EARNEST Partners, LLC (hereinafter “we, us, Firm”) provides investment management services
and we have been in business since 1999.
We generally may offer investment advice on a variety of securities including without limitation
the following: equity securities, equity-linked securities, mutual fund shares, limited partnership
interests, membership interests, fixed income securities, notes, debentures, convertible securities,
depositary receipts, related rights, options (including without limitation, listed and over-the-
counter options and the writing of options, whether or not covered), warrants, other securities,
currencies and commodities, futures contracts, forward contracts, swaps, options on the foregoing,
other derivative instruments and hybrid instruments, and other instruments and investments, in
each case of every kind and character, traded on United States and non-United States markets
(including over-the-counter markets) and exchanges.
We generally will not advise or act for clients in legal proceedings, including class actions or
bankruptcies, involving securities purchased or held in clients’ accounts.

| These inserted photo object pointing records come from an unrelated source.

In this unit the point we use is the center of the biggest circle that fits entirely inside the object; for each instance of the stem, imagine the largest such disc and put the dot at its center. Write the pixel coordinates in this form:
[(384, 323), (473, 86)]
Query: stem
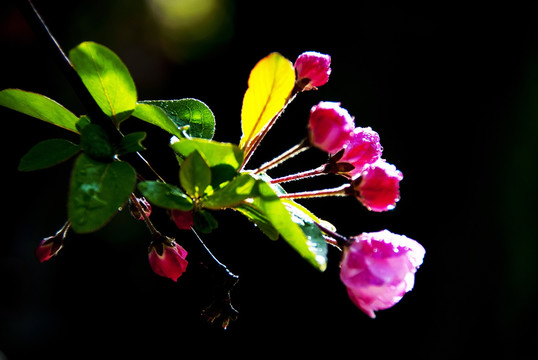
[(151, 227), (339, 191), (221, 309), (265, 130), (38, 26), (302, 175), (335, 239), (288, 154), (212, 257)]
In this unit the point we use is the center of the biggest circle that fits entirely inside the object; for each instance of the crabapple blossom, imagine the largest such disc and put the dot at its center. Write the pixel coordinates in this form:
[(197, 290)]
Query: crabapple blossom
[(378, 268), (313, 70), (49, 247), (378, 187), (167, 258), (330, 126)]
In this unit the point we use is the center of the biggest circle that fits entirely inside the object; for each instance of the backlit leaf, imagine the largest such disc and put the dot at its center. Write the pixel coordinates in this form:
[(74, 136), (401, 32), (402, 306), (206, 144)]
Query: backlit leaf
[(231, 194), (48, 153), (40, 107), (215, 153), (165, 195), (191, 112), (269, 87), (156, 116), (107, 79), (295, 227), (195, 174)]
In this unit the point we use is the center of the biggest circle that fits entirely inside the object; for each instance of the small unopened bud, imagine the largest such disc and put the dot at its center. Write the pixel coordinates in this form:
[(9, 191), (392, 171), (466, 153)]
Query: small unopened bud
[(313, 70), (167, 258), (330, 126), (378, 187), (363, 148), (143, 205), (50, 246)]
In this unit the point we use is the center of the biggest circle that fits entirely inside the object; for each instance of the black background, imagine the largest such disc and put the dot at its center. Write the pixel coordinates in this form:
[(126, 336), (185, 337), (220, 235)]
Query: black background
[(452, 89)]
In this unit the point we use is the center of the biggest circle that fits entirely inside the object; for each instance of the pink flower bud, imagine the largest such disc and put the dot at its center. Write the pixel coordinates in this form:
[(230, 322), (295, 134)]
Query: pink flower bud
[(49, 247), (313, 70), (167, 258), (144, 205), (330, 126), (363, 148), (183, 219), (379, 268), (378, 187)]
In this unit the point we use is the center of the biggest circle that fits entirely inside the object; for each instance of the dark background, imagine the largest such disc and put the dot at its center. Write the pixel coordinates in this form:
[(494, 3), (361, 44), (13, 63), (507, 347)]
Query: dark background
[(452, 89)]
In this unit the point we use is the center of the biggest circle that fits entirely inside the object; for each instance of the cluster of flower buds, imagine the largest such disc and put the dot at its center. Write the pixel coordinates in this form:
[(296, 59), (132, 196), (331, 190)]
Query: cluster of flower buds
[(377, 268)]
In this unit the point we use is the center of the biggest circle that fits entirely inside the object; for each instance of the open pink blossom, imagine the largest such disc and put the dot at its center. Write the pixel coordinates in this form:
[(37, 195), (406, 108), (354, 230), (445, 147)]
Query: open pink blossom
[(378, 187), (379, 268), (313, 70), (167, 258), (363, 148), (330, 126)]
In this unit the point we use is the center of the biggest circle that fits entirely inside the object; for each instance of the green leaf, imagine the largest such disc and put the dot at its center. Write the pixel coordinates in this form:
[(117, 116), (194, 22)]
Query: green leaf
[(40, 107), (156, 116), (232, 194), (195, 175), (294, 227), (48, 153), (107, 79), (255, 215), (215, 153), (315, 241), (190, 112), (165, 195), (96, 192), (131, 143)]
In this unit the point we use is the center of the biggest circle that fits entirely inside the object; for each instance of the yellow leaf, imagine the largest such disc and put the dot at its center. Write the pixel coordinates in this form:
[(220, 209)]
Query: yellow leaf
[(269, 86)]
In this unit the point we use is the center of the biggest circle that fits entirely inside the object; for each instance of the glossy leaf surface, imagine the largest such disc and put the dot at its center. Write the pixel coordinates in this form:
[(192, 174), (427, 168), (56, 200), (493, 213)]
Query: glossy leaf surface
[(231, 194), (165, 195), (215, 153), (107, 79), (156, 116), (40, 107), (293, 226), (97, 190), (269, 86), (192, 112), (195, 175), (48, 153)]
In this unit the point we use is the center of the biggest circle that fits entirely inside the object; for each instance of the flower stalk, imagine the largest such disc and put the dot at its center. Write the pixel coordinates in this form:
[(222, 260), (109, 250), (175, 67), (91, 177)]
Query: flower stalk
[(343, 190), (322, 170), (288, 154)]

Commercially
reasonable efforts are used to transmit copies of class action notices we receive to the client or the
client’s designee and we will not be responsible for reasonable delays in transmission.
The Firm provides investment advisory services and in some cases execution of client transactions
for wrap fee programs, but does not sponsor wrap fee programs. Other than the range of allowed
client-imposed restrictions and trading related aspects, wrap fee accounts are generally managed
to the same investment strategies as non-wrap fee accounts. A portion of the wrap fee is paid to
us as the compensation for our services.
The Firm is greater
than 25% owned by Westchester Limited EP, LLC. Paul E. Viera indirectly
owns more than 25% of the Firm through Westchester Limited EP, LLC and The PEV Revocable
Living Trust.
The amount of client assets managed as of December 31, 2023:
Discretionary basis: $35,213,018,855
Non-discretionary basis: $ 76,433,368
Total: $35,289,452,223
For purposes of claiming compliance with the CFA Institute’s Global Investment Performance
Standards (GIPS®), the Firm has defined its Institutional Division and Non-Institutional Division
as separate firms. The Non-Institutional Division currently consists of advisory programs under
which a fee, not based directly upon transactions in a client’s account, is charged for investment
advisory services and in some cases the execution of client transactions (i.e. wrap fee programs).

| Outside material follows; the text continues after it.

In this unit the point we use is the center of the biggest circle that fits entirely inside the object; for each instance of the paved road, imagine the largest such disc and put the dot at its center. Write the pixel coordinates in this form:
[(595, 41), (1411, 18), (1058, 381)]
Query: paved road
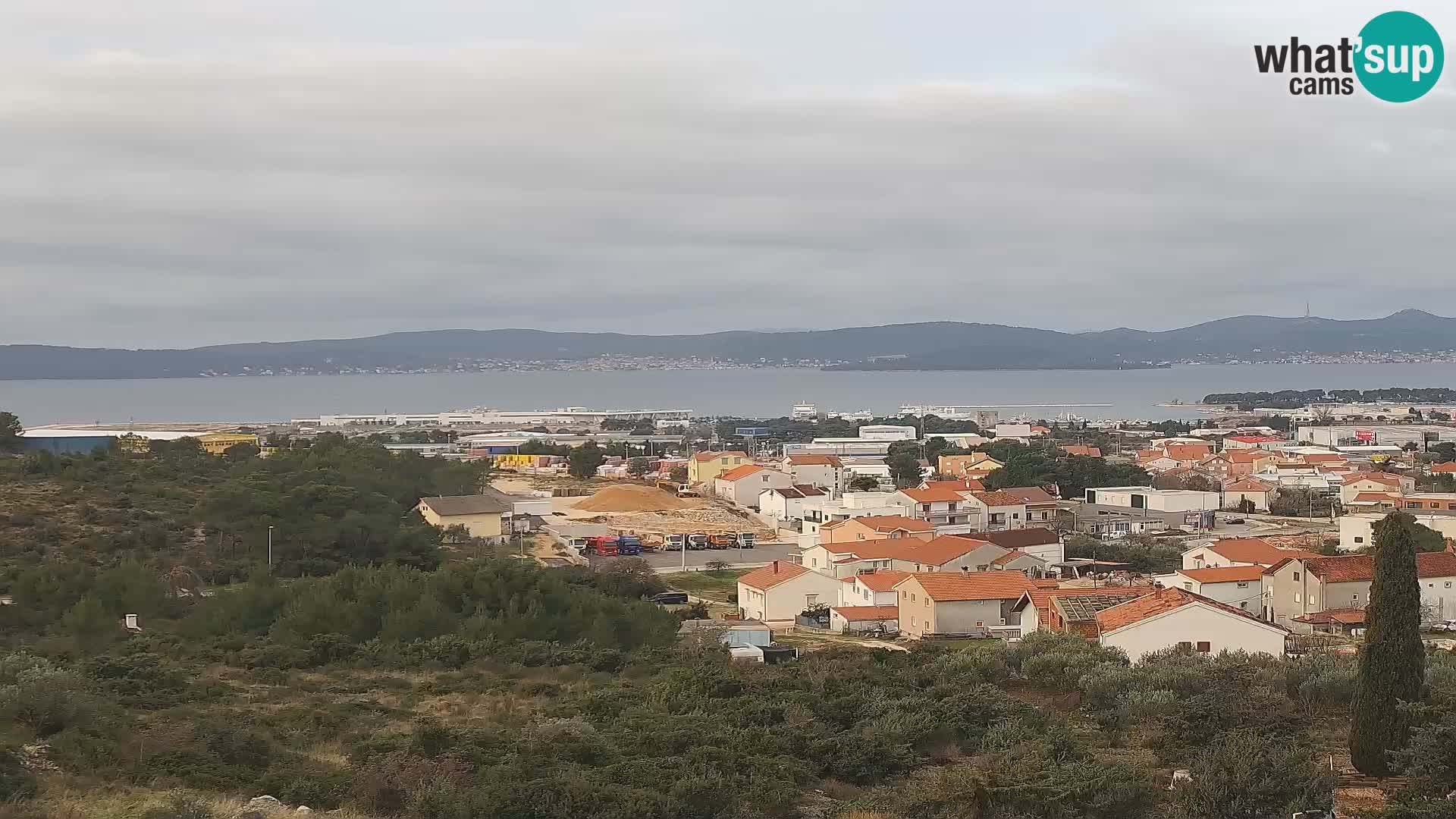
[(762, 554)]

Only the Institutional Division claims compliance with GIPS® and as a result, the Institutional
Division’s assets under management (AUM) will be presented when marketing the Institutional
Division’s investment performance. The AUM for both Divisions will be shown for regulatory
purposes (i.e. Form ADV, prospectuses, etc.). The Non-Institutional Division performance will be
related performance which means the performance results of one or more related portfolios as a
composite aggregation of all portfolios falling within the stated criteria. Related portfolio means a
portfolio with substantially similar investment policies, objectives, and strategies as those of the
services being offered in the advertisement. Actual client portfolios and actual client performance
may vary significantly from related portfolios and related performance, depending on client
restrictions, guidelines, inception date, size of the account, and other factors.